You can’t change history, either in real life or in Pakk.
Rule 2: It All Starts With a Credit
Except in certain, very limited circumstances, situations of this kind are dealt with by raising a Customer Credit. That should be your first port of call. A customer credit gets the ball rolling whether you’re aiming for a refund, replacement or just a pending credit balance.
What You Can Do WITHOUT a Credit
OK, before we talk about Credits, let’s briefly discuss what you can do without a Credit.
Quick Refunds (Negative Payments)
Last minute changes to orders are common. If you change a pending customer order early on in the sales cycle, and the resulting amount is less than what they paid (you removed a line, or reduced a quantity, for example), you can do a ‘quick refund’ by entering a negative payment in the payments list (at the same time as manually refunding the money, through Stripe or Paypal, for example).

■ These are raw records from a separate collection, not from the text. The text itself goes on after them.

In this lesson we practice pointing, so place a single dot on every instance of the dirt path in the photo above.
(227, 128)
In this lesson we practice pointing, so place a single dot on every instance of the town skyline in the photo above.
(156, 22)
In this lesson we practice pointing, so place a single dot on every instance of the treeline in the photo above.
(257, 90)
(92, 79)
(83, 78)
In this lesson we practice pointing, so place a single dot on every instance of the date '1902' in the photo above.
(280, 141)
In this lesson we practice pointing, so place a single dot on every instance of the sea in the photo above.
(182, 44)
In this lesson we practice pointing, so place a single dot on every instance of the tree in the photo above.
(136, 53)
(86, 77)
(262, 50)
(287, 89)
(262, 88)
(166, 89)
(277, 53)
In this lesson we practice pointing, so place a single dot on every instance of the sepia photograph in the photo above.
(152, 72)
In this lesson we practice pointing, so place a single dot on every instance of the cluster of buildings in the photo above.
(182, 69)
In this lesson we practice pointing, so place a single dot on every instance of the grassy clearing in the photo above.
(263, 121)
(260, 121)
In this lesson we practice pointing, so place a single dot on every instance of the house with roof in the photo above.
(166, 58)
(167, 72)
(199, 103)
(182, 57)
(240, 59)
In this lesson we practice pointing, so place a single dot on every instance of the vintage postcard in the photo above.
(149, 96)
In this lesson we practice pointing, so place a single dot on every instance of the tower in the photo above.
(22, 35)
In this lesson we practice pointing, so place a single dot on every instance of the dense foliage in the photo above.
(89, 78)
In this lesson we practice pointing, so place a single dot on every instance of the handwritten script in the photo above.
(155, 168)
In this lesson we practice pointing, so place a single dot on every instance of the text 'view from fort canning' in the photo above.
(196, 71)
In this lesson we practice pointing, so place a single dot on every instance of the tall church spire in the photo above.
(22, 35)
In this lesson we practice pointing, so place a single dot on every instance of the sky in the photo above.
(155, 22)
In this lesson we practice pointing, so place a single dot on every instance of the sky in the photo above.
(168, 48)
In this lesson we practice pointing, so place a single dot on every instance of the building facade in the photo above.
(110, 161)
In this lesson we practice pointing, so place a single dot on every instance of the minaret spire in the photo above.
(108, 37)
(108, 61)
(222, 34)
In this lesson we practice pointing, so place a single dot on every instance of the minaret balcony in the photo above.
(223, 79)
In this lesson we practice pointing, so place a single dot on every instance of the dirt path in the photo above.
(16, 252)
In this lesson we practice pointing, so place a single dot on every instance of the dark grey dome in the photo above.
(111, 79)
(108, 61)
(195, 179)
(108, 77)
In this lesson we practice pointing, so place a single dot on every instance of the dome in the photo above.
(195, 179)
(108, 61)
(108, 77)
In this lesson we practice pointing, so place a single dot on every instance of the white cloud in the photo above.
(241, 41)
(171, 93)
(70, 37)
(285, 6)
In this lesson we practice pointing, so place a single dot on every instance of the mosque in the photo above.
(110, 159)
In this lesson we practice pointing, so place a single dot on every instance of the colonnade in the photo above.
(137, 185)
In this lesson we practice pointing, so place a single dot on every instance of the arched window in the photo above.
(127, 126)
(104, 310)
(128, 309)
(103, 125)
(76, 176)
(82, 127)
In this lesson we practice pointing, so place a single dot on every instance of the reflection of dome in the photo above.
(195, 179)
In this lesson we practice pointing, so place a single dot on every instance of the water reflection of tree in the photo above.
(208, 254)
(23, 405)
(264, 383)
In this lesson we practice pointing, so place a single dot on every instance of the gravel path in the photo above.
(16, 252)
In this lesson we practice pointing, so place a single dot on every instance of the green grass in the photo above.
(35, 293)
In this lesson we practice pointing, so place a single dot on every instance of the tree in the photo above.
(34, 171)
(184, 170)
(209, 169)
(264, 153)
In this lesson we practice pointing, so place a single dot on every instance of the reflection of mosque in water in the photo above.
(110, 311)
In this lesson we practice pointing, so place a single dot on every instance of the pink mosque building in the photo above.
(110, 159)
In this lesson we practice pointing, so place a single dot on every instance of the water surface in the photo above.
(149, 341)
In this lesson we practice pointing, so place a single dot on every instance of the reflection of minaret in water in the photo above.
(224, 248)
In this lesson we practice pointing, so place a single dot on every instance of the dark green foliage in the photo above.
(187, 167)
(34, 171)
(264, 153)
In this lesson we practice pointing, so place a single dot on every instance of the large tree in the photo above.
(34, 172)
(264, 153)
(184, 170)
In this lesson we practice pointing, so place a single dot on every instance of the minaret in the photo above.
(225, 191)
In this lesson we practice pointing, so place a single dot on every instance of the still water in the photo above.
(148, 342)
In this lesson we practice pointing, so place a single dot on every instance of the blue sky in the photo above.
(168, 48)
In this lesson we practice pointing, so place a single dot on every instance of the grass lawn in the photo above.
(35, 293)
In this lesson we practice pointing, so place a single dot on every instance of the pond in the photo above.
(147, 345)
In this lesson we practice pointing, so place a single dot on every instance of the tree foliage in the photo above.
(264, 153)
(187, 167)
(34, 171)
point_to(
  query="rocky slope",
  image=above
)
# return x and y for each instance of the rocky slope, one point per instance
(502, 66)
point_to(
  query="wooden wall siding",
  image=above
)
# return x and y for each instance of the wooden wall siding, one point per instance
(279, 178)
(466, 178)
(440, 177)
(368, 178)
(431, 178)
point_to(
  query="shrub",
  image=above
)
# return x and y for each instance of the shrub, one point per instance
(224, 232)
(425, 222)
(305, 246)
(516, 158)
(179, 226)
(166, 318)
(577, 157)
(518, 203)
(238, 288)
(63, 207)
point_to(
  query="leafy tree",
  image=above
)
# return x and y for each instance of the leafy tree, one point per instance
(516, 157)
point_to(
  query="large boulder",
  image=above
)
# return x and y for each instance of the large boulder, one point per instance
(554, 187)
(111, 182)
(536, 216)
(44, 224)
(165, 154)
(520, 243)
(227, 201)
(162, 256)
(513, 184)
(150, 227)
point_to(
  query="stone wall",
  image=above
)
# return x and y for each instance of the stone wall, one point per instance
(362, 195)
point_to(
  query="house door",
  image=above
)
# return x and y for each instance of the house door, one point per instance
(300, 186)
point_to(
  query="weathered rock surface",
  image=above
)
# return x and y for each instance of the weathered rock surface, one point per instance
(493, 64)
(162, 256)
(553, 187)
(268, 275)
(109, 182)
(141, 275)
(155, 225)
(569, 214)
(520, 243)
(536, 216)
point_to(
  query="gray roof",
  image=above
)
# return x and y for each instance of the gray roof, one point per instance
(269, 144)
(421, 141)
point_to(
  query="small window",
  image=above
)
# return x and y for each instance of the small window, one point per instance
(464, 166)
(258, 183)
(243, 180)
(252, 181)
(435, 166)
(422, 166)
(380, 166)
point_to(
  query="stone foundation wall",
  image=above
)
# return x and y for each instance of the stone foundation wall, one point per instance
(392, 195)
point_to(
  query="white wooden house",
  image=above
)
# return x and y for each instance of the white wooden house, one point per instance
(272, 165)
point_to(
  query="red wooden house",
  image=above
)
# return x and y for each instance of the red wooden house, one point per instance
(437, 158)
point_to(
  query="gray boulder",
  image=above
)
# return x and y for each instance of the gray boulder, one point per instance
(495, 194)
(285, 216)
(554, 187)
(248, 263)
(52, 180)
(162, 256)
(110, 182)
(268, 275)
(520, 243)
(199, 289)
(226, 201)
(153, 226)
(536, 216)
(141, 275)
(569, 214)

Making changes to orders that have been invoiced isn’t allowed in some jurisdictions so you should check with your account administrator whether they would like you to use this technique or not.
If the order has been dispatched, you definitely shouldn’t use this technique as you shouldn’t be changing order lines once the order has left.
Discount Lines
Another common technique that doesn’t require a credit to be raised is adding items to an order, then removing the financial impact of that addition by entering a discount line.
For example, a customer placing an order claims that on a previous order a product was damaged and that you ‘owe them a replacement’. Obviously this isn’t ideal - they should have reported the incident when it happened and it should have been logged and processed, but reality is messy and this kind of thing does come up and sometimes you want to give the customer the benefit of the doubt.
You add a replacement into the order, but this would increase the order total and thus make the order show as ‘Pending Payment’. You can negate the extra cost by entering a discount line of the same amount as the replacement.
Make sure your account administrator sets up specific discounts tied to specified cost tracking accounts, like ‘Discount for Replacement for Damaged Goods’, so that you can accurately track the costs associated, and use the correct discount for each situation.